Essentially it’s a story of opposites attracting – the run-up, the point of impact and the aftermath. There’s fearless, fickle, sexually fluid Vita, whose colorful period clothes are as vivid as the periodic bursts of purple dialogue, such as a mention of women’s “velvet curves.” And there’s Virginia, brilliant, vulnerable and buttoned-up. She all but fades into the background in her drab blues and grays. This affair can’t end well, someone observes. Perhaps. But it does lead to Woolf’s game-changing novel “Orlando.”
While events unfold a century ago, the women’s open marriages smack of today. That’s underscored by a contemporary electronic and synth-heavy soundtrack that adds a time-leaping quality as well as flickers of energy. The movie needs it, amid all of the meaningful glances, moist eyes and carefully set tables and composed bowls of fruit. It’s a relief when jolts of droll humor drop in. “You do like to have your cakes and eat them too – so many cakes,” Vita’s husband not-so-gently teases. Zing!

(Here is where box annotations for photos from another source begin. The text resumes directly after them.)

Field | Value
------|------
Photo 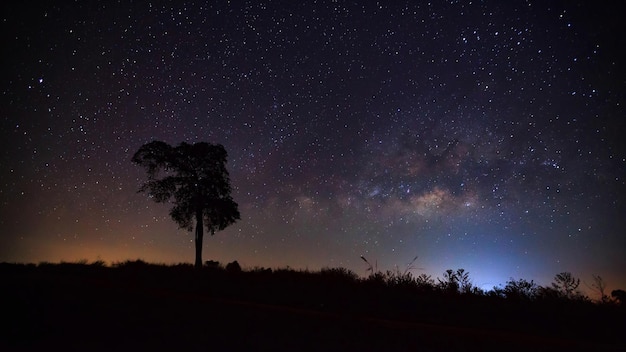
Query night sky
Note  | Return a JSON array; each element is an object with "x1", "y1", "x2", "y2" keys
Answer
[{"x1": 0, "y1": 1, "x2": 626, "y2": 288}]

Taking a cue from the play told through letters, the movie frequently shows pens scratching and typewriters clacking before the titular characters face the camera, gazes fixed, to intently pour out what’s in their missives to each other – and, effectively, to us. Twenty-five years after the Off Broadway production with Atkins as Vita opposite Vanessa Redgrave as Virginia, this device now summons close-up confessionals from reality TV. Similarly, the handling of Virginia’s troubled mental state is hit and miss. Case in point: When the unsteady “Mrs. Dalloway” novelist imagines crows swooping and pecking at her, it’s The Birds all over again.

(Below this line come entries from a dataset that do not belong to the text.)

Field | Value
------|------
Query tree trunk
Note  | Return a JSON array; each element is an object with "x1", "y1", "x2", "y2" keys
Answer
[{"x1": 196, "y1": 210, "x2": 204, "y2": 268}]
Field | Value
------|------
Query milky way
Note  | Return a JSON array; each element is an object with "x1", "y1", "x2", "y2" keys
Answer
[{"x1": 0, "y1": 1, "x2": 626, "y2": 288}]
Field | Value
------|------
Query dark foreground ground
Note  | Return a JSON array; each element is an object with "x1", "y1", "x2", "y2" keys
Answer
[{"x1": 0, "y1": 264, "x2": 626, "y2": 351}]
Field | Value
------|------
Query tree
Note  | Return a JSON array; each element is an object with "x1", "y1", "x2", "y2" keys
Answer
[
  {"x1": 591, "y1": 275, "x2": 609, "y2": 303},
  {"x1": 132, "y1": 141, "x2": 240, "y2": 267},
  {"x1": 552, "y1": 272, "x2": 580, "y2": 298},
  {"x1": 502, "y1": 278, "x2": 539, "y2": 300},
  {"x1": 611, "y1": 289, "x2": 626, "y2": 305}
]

Through it all, the cast is focused and persuasive. Rupert Penry-Jones as Harold Nicolson, Vita’s diplomat husband, and Peter Ferdinando as Leonard Woolf, Virginia’s protective spouse, create sympathetic portraits. Isabella Rossellini pops in briefly to growl and scowl as Lady Sackville, Vita’s disapproving mother, who’s not above insinuating that her daughter is “a promiscuous exhibitionist.” And most importantly, Arterton and Debicki deliver rich star turns. Not long into the film, Harold tells Vita that Virginia “sounds like rather hard work.” The movie isn’t a labor, but it’s not so satisfying either.